La page judiciaire de Claude Pivi s’est refermée ce mardi 6 janvier 2026. Le colonel, figure centrale du dossier du 28 septembre 2009, est décédé à l’Hôpital militaire du Camp Almamy Samory Touré, où il avait été admis en urgence deux jours plus tôt. L’annonce a été faite par le Parquet général près la Cour d’appel de Conakry.
Condamné à la réclusion criminelle à perpétuité, l’ancien officier purgeait sa peine après une longue séquence judiciaire marquée par des rebondissements, dont une évasion suivie d’une réinterpellation.
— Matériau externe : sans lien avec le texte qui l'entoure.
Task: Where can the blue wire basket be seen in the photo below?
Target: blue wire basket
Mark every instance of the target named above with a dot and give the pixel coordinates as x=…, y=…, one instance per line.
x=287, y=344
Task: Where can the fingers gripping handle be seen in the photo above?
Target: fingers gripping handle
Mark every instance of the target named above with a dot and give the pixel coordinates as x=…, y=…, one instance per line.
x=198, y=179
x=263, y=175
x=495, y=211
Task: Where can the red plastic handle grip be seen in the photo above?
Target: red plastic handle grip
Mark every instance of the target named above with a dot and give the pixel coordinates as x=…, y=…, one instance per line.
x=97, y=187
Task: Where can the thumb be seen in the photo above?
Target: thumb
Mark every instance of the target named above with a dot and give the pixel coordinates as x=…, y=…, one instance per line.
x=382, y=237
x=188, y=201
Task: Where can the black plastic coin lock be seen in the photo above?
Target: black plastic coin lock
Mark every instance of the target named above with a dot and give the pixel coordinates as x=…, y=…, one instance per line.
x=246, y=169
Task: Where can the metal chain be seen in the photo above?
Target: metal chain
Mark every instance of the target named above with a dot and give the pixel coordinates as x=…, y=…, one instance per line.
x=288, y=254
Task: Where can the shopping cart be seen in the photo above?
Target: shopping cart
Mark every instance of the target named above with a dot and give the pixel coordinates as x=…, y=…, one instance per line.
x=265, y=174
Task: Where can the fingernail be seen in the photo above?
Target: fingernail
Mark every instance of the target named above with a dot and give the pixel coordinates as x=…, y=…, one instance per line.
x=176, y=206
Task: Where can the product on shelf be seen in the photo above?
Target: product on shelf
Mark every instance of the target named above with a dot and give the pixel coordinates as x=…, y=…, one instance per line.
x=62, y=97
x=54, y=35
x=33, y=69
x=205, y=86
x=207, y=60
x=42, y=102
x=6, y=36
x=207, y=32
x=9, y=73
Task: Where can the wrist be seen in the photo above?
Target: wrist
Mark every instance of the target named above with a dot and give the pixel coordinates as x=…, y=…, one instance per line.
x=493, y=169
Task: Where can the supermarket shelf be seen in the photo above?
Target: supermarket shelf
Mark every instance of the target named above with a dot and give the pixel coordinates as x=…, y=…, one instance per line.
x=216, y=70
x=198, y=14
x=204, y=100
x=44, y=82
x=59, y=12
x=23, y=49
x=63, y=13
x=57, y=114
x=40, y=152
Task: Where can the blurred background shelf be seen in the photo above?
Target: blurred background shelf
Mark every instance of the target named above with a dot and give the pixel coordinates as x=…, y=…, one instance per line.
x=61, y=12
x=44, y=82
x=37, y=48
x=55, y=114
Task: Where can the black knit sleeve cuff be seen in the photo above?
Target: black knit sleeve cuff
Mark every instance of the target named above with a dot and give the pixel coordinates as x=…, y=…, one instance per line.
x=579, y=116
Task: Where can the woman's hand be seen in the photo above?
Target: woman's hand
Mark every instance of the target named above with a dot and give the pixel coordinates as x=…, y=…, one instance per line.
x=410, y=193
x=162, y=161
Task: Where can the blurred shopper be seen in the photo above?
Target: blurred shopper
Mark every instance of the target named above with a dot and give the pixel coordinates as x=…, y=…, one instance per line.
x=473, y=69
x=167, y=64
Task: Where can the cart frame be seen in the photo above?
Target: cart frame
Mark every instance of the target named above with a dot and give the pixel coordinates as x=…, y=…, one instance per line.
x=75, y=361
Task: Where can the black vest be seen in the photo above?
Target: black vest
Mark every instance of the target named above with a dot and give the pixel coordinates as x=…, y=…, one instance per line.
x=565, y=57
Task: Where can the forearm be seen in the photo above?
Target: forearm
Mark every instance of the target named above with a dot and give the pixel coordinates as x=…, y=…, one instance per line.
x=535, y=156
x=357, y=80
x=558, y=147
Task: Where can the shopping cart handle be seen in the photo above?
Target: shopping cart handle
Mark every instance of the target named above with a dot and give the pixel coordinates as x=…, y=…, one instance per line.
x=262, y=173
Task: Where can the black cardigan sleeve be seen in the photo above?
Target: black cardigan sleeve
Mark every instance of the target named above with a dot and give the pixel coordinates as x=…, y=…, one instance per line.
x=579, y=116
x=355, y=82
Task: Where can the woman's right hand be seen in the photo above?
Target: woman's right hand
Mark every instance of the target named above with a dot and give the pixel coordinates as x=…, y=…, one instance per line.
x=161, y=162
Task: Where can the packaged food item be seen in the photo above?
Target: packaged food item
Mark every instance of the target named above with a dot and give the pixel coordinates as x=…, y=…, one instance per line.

Depuis le 19 septembre 2024, il était détenu à la maison centrale de Coyah pour l’exécution de sa condamnation.
La justice guinéenne l’avait reconnu coupable, le 31 juillet 2024, de crimes contre l’humanité pour sa responsabilité de commandement dans les violences du 28 septembre 2009. Une décision historique, assortie d’une période de sûreté de vingt-cinq ans, qui avait marqué un tournant dans la lutte contre l’impunité en Guinée.
Sur le plan médical, les autorités judiciaires indiquent que Claude Pivi souffrait de plusieurs affections chroniques, notamment le diabète et l’hypertension artérielle. Selon le parquet, une rupture dans le suivi de son traitement aurait entraîné, le 4 janvier 2026, une hypoglycémie sévère, nécessitant son transfert en soins intensifs à l’Hôpital militaire.
Malgré la prise en charge médicale, son état s’est rapidement dégradé. Le décès est survenu dans un contexte de coma hypoglycémique, selon le médecin traitant, comme mentionné dans un communiqué officiel signé par le Parquet général.
Afin de lever toute zone d’ombre, le Procureur de la République près le Tribunal de première instance de Coyah a ordonné une autopsie médico-légale. Les autorités judiciaires annoncent que les résultats de cet examen feront l’objet d’une communication ultérieure.
Avec la disparition de Claude Pivi, c’est une figure controversée de l’histoire politico-militaire récente de la Guinée qui disparaît, laissant derrière elle un dossier judiciaire emblématique et toujours sensible pour les victimes et l’opinion publique.